Yes, but it's mostly cuts in actual wages/base pay that are sticky. People obviously aren't happy if fairly predictable bonuses and RSUs get cut but most understand at some level those are variable and tied to company performance. And if the same thing is happening at most places they have little choice but to just deal with it.
Sure but OP claimed there are no cuts thus the only option is to stop hiring and do layoffs. In fact there are automatic cuts (via RSUs) and the follow-up approaches are hiring freezes and layoffs. I'm merely arguing that OP's point isn't valid.
"Pay cuts" via stock going down for the base company are pay cuts that do nothing to improve the company's financial position. Google-the-employer, even looking at them only as an employer, is no better off if employees have less total comp through stock losses than it is if they had stock gains. It does nothing to improve their bottom line -- and in fact, with the way that tech companies grant equity comp (by targeting a dollar amount at the time of the grant and then granting enough shares to hit that dollar amount), it actually worsens their position every time they give a grant (they have to give more shares to hit the same dollar amount).

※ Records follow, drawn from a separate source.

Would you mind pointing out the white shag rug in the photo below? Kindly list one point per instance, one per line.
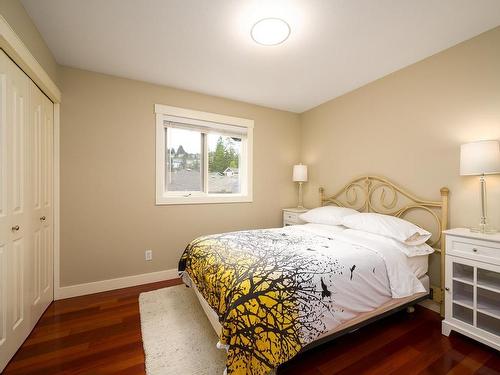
(178, 339)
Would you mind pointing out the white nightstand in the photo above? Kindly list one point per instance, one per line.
(472, 285)
(291, 216)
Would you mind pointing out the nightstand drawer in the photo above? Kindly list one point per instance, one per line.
(473, 249)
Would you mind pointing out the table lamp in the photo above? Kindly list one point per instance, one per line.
(480, 159)
(300, 176)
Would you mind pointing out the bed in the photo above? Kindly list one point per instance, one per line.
(272, 293)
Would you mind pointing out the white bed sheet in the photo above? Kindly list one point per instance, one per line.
(419, 265)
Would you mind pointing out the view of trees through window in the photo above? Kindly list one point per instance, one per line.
(184, 161)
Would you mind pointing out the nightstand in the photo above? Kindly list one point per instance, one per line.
(291, 216)
(472, 285)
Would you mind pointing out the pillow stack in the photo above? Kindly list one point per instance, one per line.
(410, 238)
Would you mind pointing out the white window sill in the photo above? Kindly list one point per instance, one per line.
(203, 199)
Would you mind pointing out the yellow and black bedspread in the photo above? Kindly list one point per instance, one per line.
(269, 289)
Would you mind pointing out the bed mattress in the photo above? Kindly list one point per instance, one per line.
(389, 305)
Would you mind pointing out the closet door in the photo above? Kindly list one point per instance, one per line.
(15, 220)
(41, 204)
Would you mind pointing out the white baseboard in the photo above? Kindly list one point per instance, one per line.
(112, 284)
(431, 305)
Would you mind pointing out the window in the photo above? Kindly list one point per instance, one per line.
(202, 157)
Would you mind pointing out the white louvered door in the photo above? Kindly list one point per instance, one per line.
(15, 221)
(26, 241)
(41, 172)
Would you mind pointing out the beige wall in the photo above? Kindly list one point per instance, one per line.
(409, 126)
(108, 215)
(15, 14)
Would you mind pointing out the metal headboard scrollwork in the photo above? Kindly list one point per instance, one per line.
(362, 194)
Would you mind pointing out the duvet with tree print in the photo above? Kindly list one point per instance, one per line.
(277, 290)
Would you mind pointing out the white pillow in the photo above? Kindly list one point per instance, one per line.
(389, 226)
(328, 215)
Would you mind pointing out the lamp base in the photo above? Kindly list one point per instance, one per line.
(485, 229)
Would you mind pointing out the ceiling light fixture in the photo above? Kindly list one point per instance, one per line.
(270, 31)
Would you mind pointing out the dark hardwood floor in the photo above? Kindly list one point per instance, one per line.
(100, 334)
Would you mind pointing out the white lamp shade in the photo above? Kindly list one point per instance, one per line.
(477, 158)
(300, 173)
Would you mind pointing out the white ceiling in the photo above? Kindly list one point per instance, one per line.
(205, 46)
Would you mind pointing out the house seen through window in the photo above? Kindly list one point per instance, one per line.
(203, 161)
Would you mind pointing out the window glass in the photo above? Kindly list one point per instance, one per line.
(183, 160)
(224, 155)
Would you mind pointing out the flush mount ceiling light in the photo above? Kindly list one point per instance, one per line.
(270, 31)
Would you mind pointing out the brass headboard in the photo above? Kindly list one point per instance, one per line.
(362, 194)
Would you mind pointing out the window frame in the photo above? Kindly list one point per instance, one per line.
(215, 121)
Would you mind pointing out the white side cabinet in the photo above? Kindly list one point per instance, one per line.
(472, 286)
(291, 216)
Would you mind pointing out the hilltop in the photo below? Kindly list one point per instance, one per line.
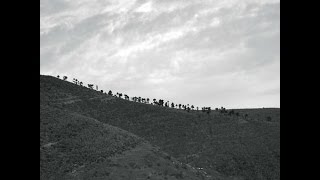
(192, 145)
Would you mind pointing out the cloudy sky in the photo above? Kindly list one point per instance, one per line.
(201, 52)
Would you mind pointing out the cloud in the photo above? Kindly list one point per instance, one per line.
(221, 52)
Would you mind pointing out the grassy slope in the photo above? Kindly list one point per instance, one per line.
(73, 146)
(247, 148)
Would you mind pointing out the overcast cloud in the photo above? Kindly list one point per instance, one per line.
(201, 52)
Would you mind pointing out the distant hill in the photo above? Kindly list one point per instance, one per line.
(77, 125)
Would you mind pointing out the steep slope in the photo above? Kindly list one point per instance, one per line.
(73, 146)
(235, 146)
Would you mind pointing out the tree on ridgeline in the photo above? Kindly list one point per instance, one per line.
(161, 102)
(208, 110)
(90, 86)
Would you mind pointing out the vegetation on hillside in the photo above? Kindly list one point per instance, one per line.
(237, 143)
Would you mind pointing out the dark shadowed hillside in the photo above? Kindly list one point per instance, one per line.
(85, 134)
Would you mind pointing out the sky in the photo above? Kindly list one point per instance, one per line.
(199, 52)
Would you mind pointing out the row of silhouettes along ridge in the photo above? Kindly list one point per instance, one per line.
(160, 102)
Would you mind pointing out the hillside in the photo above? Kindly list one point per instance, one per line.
(228, 147)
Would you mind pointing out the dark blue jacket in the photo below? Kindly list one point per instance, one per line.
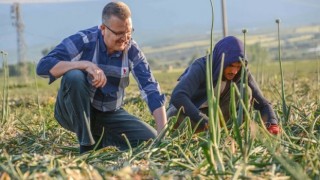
(190, 92)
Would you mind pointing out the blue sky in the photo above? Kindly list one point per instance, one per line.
(46, 24)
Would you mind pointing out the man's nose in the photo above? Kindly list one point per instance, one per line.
(234, 70)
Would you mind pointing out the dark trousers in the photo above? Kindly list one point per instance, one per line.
(74, 112)
(224, 107)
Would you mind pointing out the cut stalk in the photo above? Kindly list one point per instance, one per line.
(284, 104)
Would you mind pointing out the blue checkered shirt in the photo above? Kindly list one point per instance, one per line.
(89, 45)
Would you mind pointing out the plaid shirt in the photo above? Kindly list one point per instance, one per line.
(89, 45)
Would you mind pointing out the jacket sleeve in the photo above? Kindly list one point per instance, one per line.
(187, 86)
(260, 103)
(67, 50)
(148, 86)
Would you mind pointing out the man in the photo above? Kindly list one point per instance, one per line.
(95, 65)
(191, 96)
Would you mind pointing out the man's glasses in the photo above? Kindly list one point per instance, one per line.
(120, 34)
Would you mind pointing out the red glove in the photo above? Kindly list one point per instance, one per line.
(274, 129)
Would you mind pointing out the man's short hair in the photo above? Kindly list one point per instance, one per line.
(118, 9)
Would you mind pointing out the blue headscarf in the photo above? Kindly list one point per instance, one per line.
(233, 50)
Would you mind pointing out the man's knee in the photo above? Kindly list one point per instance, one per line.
(75, 77)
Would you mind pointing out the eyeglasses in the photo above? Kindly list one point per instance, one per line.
(120, 34)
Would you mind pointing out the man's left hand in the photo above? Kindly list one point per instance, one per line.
(274, 129)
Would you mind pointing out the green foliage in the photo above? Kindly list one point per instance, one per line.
(26, 154)
(256, 53)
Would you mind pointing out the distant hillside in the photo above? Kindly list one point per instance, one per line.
(296, 44)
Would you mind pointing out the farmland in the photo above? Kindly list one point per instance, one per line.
(34, 146)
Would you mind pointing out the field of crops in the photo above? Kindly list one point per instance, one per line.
(34, 146)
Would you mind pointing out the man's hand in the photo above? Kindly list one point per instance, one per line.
(274, 129)
(160, 117)
(99, 79)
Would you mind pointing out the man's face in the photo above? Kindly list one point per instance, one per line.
(230, 71)
(116, 33)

In contrast, inflation or explicit wage cuts are things that, ceteris paribus, every employer would like to do, and does improve their bottom line. (But explicit wage cuts are such a morale killer that they're de facto impossible right now.)

Nah you record the expense over the vesting period. Google can just issue new shares. It’s not really worse unless things get really bad.
I think OP was referring to salary cuts. Stock is known to carry risk so it being "cut" isn't taboo, but salary, which is supposed to be guaranteed, is.
Sure but in the context of saving the company money to prevent layoffs they're identical. Companies don't cut salary because they have a found a better way to cut comp costs without upsetting workers as much.
They absolutely aren't identical. If you have a grant for, whatever, 1,000 shares a year, and the shares used to be worth $100, but now they're worth $50, the company is still giving you the same things it gave before (X% of the total value of the company). It will still have to go to the board and ask for more dilution to create new share pools at the same time as it did before. Its cash-on-hand situation is no better than before.
> I expect GOOG to be the epicenter of tech worker pain for this leg of the cycle.

Given what you just said about how people cut costs during a down cycle, why GOOG and not AMZN? Seems like discretionary spending (and a lot of Amazon's sales are impulse-buy junk rather than essentials) is also likely to take a huge hit.

Amazon makes most of their money from AWS. The webstore is the majority of the business - but in some ways it's irrelevant.
And AWS is expensive. Hard up businesses could cut serve costs
With inflation, they don't need actual pay cuts to have real pay cuts. That's part of the reason why it's unusual to have high unemployment and high inflation (definitely not impossible though).
What percentage of Google’s ad revenue come from (unprofitable) startups?
Yes than you probably think. This was true in the dot com era, but much less true today.